Oregon Expungement of Criminal Records
Any good Oregon criminal lawyer will tell you that having a criminal record is something that can make your life a lot more difficult. Potential employers, landlords, credit card companies, banks, and organizations that provide professional licenses all tend to do background checks, and every time someone looks into your history, the first thing that they are going to notice is your criminal record, complete with information about the arrest and charges. Since this will make people doing background checks see you as a higher risk, there’s a strong likelihood that you won’t be getting that new apartment, landing that job you want, or using a new credit card anytime soon.
Luckily, Oregon law allows for a process called expungement that can help. With expungement, your records will be sealed so that no one in the public is able to look at them. Suddenly, those background checks won’t matter so much, and you can even legally state that you have no criminal record if someone asks.
How does expungement work in Oregon?
Under Oregon Law 137.225, if a record is granted expungement this applies to a great number of documents related to that specific case, including:
- Probation records
- Court records
- Parole records
- Prison records
- Police records
- Jail records
The investigation records may also be expunged at times, but it is not required for this to happen. Also, if the court deems it to be in the interest of the public, they have it within their power to order either portions or the complete record of a juvenile offender to be expunged.
Keep in mind that having records expunged does not mean that they will be destroyed. The only time that physical copies of records will be destroyed are in certain juvenile court situations and – for some specific records – after a conviction has been terminated and 3 years have passed.
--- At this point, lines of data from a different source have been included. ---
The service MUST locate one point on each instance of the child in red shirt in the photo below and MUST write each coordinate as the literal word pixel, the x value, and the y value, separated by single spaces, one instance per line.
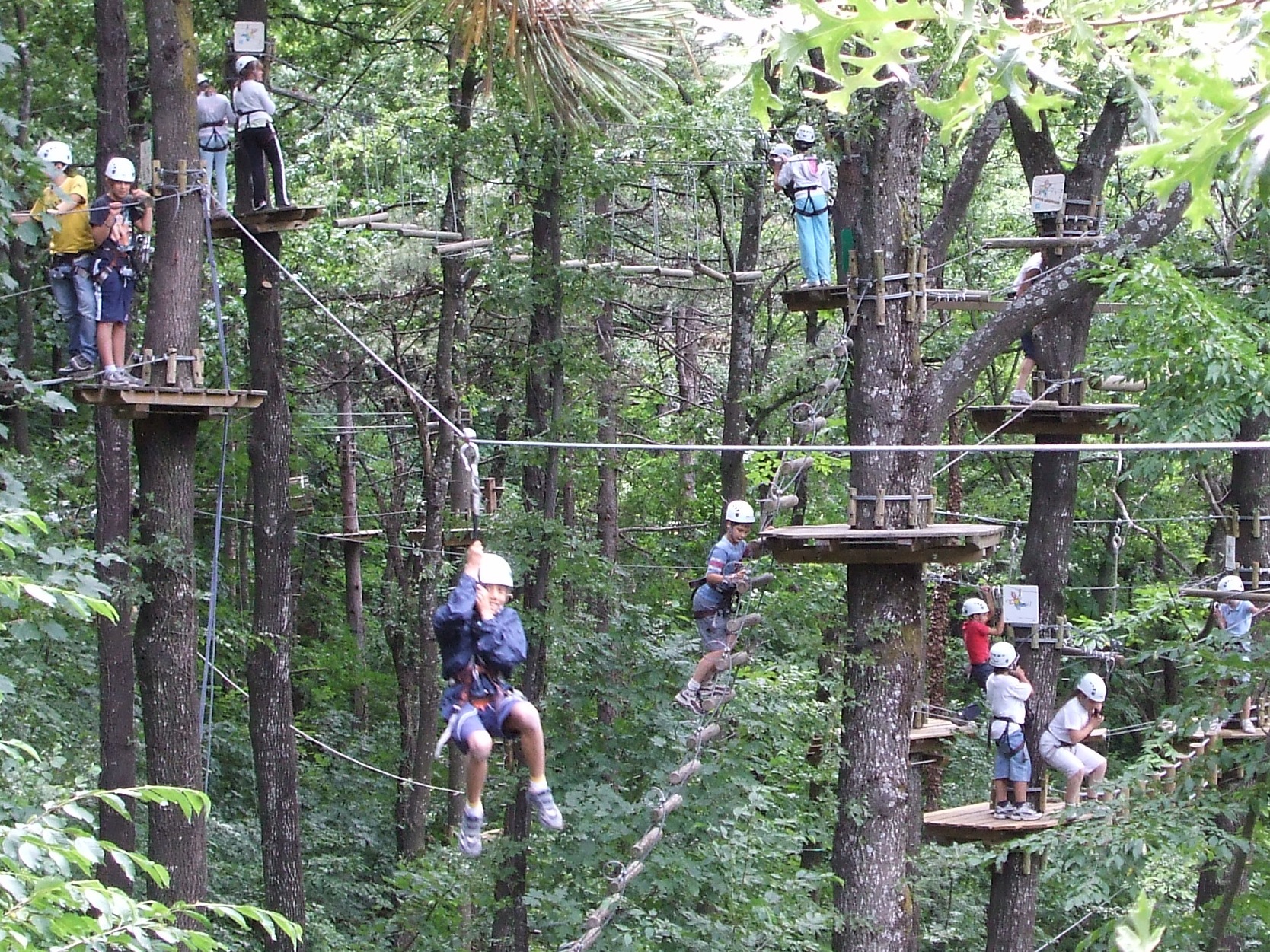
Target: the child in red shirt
pixel 977 634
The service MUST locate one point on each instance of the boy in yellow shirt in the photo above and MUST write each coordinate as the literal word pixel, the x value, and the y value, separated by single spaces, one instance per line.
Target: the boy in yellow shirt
pixel 62 210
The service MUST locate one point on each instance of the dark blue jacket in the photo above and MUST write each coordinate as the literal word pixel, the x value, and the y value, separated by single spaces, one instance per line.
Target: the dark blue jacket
pixel 498 645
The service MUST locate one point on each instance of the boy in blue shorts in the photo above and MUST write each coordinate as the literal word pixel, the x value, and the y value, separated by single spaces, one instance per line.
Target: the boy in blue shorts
pixel 114 218
pixel 711 602
pixel 1009 691
pixel 482 642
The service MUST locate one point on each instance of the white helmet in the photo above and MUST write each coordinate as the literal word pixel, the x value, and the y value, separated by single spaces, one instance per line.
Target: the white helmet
pixel 1002 655
pixel 494 570
pixel 1093 687
pixel 120 169
pixel 55 151
pixel 975 606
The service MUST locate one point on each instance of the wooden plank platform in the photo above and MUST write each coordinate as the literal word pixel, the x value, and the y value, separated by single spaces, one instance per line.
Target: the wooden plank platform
pixel 950 543
pixel 1051 418
pixel 838 296
pixel 975 823
pixel 132 404
pixel 1254 596
pixel 271 220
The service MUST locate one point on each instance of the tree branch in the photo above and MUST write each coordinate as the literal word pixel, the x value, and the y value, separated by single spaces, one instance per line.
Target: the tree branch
pixel 956 199
pixel 1057 288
This does not apply, however, to records held in law enforcement agencies or records of the judgment itself, which will continue to be sealed and maintained
Who is eligible for expungement in Oregon?
The state of Oregon only allows individuals in certain circumstances who meet specific requirements to even apply for expungement. These include:
- for juvenile cases, where 5 years have passed since the termination of the person’s case and any sentence attached to it
- individuals who have not received a conviction for a misdemeanor or felony since the case’s termination date
- anyone not seeking criminal conviction or adjudication
- anyone not in violation of the laws under 419B.100 a, b, c, and f of delinquency cases.
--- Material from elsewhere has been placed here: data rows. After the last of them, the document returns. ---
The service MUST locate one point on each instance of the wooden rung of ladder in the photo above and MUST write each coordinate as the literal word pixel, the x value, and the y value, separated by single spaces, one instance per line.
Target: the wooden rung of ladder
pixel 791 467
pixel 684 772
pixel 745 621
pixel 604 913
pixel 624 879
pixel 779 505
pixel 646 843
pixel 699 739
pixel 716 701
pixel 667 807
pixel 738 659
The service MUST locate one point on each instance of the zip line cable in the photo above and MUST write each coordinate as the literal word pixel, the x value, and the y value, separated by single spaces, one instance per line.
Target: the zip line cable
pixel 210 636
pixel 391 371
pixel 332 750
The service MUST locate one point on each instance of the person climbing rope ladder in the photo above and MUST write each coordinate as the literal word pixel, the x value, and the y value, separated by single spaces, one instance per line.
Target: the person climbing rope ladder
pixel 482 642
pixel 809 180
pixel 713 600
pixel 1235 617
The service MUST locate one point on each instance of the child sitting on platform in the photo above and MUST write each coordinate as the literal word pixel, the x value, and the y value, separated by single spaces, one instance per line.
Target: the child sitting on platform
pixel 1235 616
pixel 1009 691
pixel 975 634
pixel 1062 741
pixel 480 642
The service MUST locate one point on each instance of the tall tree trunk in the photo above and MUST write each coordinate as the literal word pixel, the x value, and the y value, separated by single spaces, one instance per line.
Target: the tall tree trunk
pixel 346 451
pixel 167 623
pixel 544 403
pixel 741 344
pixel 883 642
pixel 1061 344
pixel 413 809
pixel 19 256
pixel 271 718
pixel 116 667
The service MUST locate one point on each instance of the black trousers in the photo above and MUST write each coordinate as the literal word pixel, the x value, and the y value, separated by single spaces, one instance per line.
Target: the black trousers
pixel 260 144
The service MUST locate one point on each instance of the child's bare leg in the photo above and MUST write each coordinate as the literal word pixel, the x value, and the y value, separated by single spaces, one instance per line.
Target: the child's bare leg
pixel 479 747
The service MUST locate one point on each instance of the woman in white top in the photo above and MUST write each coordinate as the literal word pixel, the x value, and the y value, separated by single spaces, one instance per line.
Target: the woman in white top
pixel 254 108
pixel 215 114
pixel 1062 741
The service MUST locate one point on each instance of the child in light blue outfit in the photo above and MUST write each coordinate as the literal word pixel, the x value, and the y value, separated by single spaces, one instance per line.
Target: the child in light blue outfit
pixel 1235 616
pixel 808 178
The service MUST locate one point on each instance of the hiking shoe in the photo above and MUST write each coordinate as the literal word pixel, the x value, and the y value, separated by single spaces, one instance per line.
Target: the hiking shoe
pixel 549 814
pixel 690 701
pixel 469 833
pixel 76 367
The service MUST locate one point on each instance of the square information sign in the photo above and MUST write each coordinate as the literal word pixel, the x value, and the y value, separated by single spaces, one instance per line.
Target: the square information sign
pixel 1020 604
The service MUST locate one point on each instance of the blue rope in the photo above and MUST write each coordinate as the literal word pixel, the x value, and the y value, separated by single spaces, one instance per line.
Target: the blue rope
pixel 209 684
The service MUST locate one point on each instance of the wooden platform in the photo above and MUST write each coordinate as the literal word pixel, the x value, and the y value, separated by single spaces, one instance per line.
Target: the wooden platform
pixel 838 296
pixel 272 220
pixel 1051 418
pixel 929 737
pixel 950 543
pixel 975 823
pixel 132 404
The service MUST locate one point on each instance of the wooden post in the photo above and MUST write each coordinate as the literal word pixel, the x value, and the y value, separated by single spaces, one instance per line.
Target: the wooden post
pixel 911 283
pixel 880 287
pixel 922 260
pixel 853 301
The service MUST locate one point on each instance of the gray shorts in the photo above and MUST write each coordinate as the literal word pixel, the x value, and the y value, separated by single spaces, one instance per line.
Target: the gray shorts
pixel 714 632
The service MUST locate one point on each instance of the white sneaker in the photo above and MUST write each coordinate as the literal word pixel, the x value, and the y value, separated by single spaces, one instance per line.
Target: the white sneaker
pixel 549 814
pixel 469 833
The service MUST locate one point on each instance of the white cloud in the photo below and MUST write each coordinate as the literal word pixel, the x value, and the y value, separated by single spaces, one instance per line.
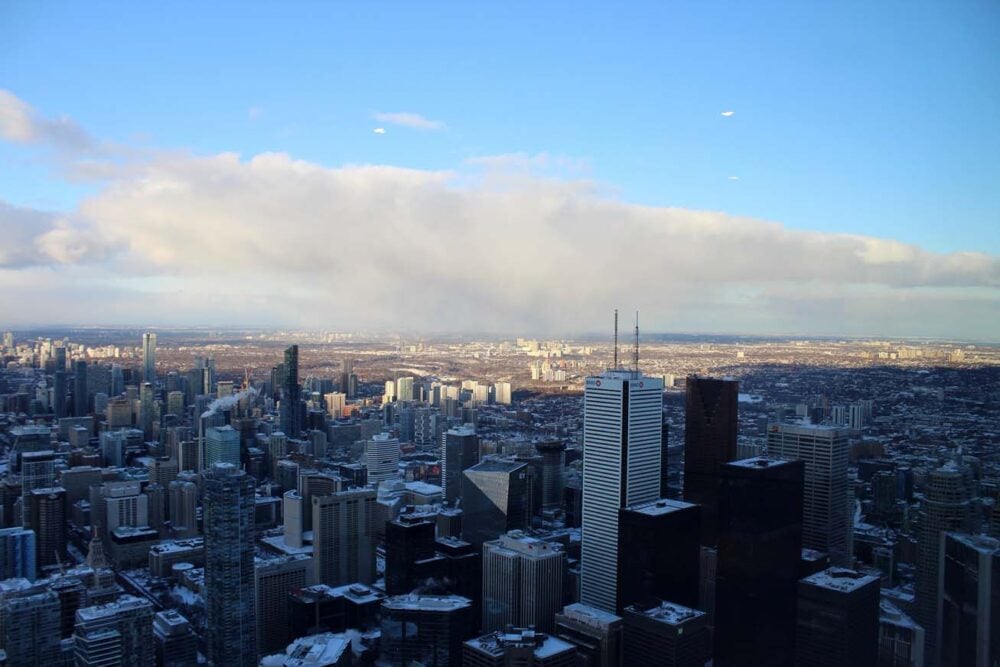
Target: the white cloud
pixel 407 119
pixel 20 123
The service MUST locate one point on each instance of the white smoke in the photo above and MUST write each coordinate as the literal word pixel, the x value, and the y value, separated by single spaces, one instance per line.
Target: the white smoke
pixel 227 402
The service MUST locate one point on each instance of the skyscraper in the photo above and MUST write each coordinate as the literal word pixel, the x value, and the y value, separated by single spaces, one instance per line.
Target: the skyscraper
pixel 459 451
pixel 291 416
pixel 970 600
pixel 838 611
pixel 826 521
pixel 344 537
pixel 149 357
pixel 522 582
pixel 945 507
pixel 494 495
pixel 229 566
pixel 760 545
pixel 621 466
pixel 710 429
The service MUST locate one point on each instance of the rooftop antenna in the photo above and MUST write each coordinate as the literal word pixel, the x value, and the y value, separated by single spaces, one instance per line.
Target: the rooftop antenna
pixel 615 366
pixel 635 349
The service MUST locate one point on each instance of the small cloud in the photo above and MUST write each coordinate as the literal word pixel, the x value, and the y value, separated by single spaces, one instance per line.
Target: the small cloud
pixel 407 119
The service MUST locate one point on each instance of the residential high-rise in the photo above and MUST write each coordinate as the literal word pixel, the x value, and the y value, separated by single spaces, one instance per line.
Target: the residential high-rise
pixel 494 497
pixel 838 611
pixel 229 566
pixel 17 553
pixel 621 467
pixel 291 416
pixel 523 647
pixel 81 398
pixel 149 357
pixel 274 580
pixel 175 641
pixel 425 629
pixel 900 638
pixel 553 455
pixel 710 429
pixel 459 451
pixel 970 600
pixel 382 457
pixel 117 633
pixel 826 518
pixel 667 635
pixel 946 507
pixel 596 634
pixel 522 582
pixel 659 553
pixel 344 537
pixel 222 445
pixel 760 545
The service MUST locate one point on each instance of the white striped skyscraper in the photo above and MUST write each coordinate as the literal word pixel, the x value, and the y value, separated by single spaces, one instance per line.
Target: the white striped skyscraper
pixel 621 466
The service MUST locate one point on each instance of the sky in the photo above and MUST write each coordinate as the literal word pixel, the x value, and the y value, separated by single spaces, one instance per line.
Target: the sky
pixel 760 168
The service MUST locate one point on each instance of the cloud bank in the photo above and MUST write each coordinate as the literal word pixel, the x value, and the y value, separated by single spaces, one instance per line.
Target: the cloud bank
pixel 271 240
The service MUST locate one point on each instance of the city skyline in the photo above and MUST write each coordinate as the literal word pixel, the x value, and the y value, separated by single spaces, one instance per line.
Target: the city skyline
pixel 726 183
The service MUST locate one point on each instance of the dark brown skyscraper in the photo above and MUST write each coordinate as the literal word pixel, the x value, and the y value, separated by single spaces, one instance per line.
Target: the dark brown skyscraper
pixel 710 428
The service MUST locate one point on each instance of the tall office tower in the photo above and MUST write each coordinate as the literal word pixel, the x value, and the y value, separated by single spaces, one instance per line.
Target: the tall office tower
pixel 274 580
pixel 596 634
pixel 404 389
pixel 30 627
pixel 494 494
pixel 459 451
pixel 945 508
pixel 970 600
pixel 501 392
pixel 335 402
pixel 222 445
pixel 382 457
pixel 622 414
pixel 838 613
pixel 826 520
pixel 81 399
pixel 409 546
pixel 46 514
pixel 553 454
pixel 183 499
pixel 760 545
pixel 667 634
pixel 117 633
pixel 523 647
pixel 147 409
pixel 900 638
pixel 59 384
pixel 149 357
pixel 229 566
pixel 522 582
pixel 425 629
pixel 291 416
pixel 659 553
pixel 344 537
pixel 17 553
pixel 710 429
pixel 174 640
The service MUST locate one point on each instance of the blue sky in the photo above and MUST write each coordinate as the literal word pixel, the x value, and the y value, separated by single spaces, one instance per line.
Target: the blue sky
pixel 875 119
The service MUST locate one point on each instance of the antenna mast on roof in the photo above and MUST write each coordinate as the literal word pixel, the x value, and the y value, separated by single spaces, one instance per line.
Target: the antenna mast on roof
pixel 635 349
pixel 614 367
What if someone is not eligible for expungement in Oregon?
For those not able to petition for expungement under Oregon law, there is another state process that might be able to help. “Setting aside” an arrest does not close the records completely the way that expungement does, but it is available to a wider range of offenders.
Adults who have been convicted of a crime are eligible to have their records set aside for several reasons, some of which much happen in conjuction:
- after a year has passed since the arrest
- if the case is dismissed
- if the person is acquitted
- if 3 years have passed since the date of conviction
- if the individual has fulfilled all court mandated requirements (sentences, payments of restitution, etc.)
- if no outstanding charges for a different crime have been filed
- if the individual hasn’t received another conviction for 10 years, excepting minor traffic violations
Oregon has different setting aside petitions available for eligible offenses, including:
- second degree attempted assault
- child abandonment
- third degree assault
- coercion
- first degree criminal mistreatment
- first degree attempted escape
- incest (for victims under the age of 18)
- unlawful use of a weapon
- first degree intimidation
- second degree attempted kidnapping
- second degree attempted robbery
- third degree robbery
- supplying contraband
Naturally, there are also crimes that Oregon marks as ineligible for setting aside. These include:
- sexual crimes
- child abuse
- first degree criminal mistreatment
- endangering a minor
- most Class C Felonies
- violent misdemeanors and felonies
Unfortunately, state offenses and municipal traffic offenses are also not eligible to be set aside. It should also be noted that if a record for conviction is set aside, it can be used as evidence in future setting aside cases for convictions, and if the conviction in question was set aside within the 10 year time period, it will be counted as a prior offense.